People first! What do we mean by people first? Sharing with a group of students from the Academy of Finance, a shy but bright girl asked me the question, “Is Tea Talk successful?” This question struck at the core of my heart.  I reasoned in my mind how to answer this genuine question honestly and honorably. Is some respects, Tea Talk has not been successful.  In short, we could reasonably conclude: “No money = no Tea Talk”.  Tea Talk cannot continue to make losses.  There is a time to call it quits and cut losses.  And yet, at the same time, the events and invitations to start other Tea Talks in other places does not make sense.  Tea Talk has yet to prove the business model works.  So what if 94 people came to the Talk Show?  How do I truly measure the social impact?  How many lives must Tea Talk touch to say that Tea Talk has been successful?  A student in the class suggested 1,000.  Another suggested 10,000.  Really! How many is enough?

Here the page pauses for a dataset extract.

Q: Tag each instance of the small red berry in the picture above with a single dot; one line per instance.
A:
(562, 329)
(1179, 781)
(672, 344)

I remembered a story that described a girl running up and down the shoreline, bending over and stretching her hands towards the horizon.  From afar, you couldn’t really tell what she was doing.  You would most likely think she was simply having fun.

However, it turns out that the tide was low and the sand was littered with thousands of stranded starfish that the water had carried in and then left behind.  With the sun rising quickly, the starfish would die if left on the beach's dry sand.

Onto the scene came an old man who walked up to the little girl and asked, "What are you doing?" 

"I'm saving the starfish," the girl replied.

“There are so many of them. You can’t save them all. Why waste your time?” asked the old man.

Without hesitation, the girl picked up another starfish and tossed the starfish back into the water saying, "It matters to this one".

Tea Talk has not helped 10,000, not even to say a thousand. Like the little girl, even if Tea Talk has only helped ONE person, I think it is enough.